Fiji opposition parties agree to form government, ending Bainimarama’s 16-year rule
2022.12.20
Wellington
Three Fijian opposition parties said Tuesday they had agreed to form a coalition government, ending the 16-year rule of Prime Minister Frank Bainimarama, who came to power in a 2006 coup.
Sitiveni Rabuka, also a former coup leader and head of the largest party in the coalition, is set to be Fiji’s next prime minister.
At a press conference, Rabuka congratulated Fijians for voting for change and thanked Bainimarama and his cabinet for their service to Fiji.
“It’s never easy to run a government,” he said. “I hope they will accept the result.”
There was no immediate comment from Bainimarama or his Fiji First Party.
None of the three highest polling political parties won an outright majority in Fiji’s Dec. 14 election, which made the Christian and indigenous Social Democratic Liberal Party, with its 5.1% share of the vote, the election kingmaker.
Outside the headquarters of Rabuka’s People’s Alliance Party in Fiji’s capital Suva, people whooped and cheered after hearing the coalition government news, video posted online showed.

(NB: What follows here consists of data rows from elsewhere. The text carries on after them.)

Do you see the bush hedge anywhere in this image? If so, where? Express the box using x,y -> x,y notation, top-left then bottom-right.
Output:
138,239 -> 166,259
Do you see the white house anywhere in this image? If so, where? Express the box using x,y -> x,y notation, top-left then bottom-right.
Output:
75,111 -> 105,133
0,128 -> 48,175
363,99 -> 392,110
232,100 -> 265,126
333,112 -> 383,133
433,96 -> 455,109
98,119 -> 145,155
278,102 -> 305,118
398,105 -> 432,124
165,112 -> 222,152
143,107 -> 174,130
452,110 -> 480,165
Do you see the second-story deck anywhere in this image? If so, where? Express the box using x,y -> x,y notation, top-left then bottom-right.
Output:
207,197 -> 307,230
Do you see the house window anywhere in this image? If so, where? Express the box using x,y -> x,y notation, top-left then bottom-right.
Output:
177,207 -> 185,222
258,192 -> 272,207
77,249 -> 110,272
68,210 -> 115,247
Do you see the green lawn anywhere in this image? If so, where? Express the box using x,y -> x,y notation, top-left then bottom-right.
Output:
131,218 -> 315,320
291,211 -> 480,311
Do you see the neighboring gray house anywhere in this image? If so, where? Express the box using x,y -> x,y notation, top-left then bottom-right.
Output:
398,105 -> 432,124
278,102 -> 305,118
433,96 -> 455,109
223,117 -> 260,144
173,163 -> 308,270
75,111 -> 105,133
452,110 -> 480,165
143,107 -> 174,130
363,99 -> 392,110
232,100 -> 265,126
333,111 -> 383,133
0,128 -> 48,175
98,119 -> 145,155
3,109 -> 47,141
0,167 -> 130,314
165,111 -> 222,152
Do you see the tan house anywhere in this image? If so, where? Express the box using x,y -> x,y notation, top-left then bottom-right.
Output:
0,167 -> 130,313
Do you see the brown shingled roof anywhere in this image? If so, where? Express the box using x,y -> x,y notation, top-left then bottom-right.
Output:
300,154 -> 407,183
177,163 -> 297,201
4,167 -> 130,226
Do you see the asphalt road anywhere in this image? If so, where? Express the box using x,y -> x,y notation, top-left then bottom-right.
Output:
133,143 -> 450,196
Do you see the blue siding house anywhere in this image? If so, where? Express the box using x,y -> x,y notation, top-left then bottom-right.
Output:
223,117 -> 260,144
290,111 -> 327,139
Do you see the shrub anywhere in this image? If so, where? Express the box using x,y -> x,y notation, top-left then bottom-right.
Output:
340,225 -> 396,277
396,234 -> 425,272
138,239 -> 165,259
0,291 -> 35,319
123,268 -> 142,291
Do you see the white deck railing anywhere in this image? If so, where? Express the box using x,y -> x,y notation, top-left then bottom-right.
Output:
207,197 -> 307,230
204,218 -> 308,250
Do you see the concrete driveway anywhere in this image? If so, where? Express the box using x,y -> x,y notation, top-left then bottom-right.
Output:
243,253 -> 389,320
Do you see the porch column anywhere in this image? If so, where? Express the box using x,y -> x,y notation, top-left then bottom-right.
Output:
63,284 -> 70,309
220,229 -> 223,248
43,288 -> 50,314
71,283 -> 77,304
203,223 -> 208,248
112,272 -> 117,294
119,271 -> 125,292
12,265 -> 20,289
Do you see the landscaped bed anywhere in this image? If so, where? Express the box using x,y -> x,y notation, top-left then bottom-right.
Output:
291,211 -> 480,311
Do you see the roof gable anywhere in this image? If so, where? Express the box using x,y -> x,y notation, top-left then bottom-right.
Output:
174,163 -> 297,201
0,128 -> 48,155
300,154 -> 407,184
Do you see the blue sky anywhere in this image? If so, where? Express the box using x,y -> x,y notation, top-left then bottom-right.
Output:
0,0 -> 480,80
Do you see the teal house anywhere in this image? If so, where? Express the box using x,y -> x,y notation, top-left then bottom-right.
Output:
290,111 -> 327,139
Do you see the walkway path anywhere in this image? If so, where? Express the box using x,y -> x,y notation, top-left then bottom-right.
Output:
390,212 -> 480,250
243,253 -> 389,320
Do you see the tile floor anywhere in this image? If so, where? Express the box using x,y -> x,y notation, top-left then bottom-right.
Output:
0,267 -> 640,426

Fiji has had four coups since independence in 1970, partly a legacy of British colonial policies that restricted the economic activities of indigenous Fijians while bringing tens of thousands of indentured laborers from India in the late 19th century and early 20th century.
The first two coups in 1987 were led by Rabuka, an indigenous Fijian nationalist, and highlighted the divisions that had developed in Fiji over decades.
The coups followed the election defeat of a predominantly indigenous Fijian political party and are remembered as a retributive and traumatic period by many Indian Fijians.
Fiji First’s share of the vote in last week’s election slumped to 42.6% from 50% in 2018. People’s Alliance secured 35.8% and the National Federation Party allied with it got 8.9%.
Bainimarama abolished a race-based voting system following his 2006 coup and Fiji First has commanded support from indigenous and Indian Fijians.
Recently the party’s popularity has been challenged by the economic fallout of COVID-19 in tourism-reliant Fiji, high inflation and aggressive legal tactics against opposition parties.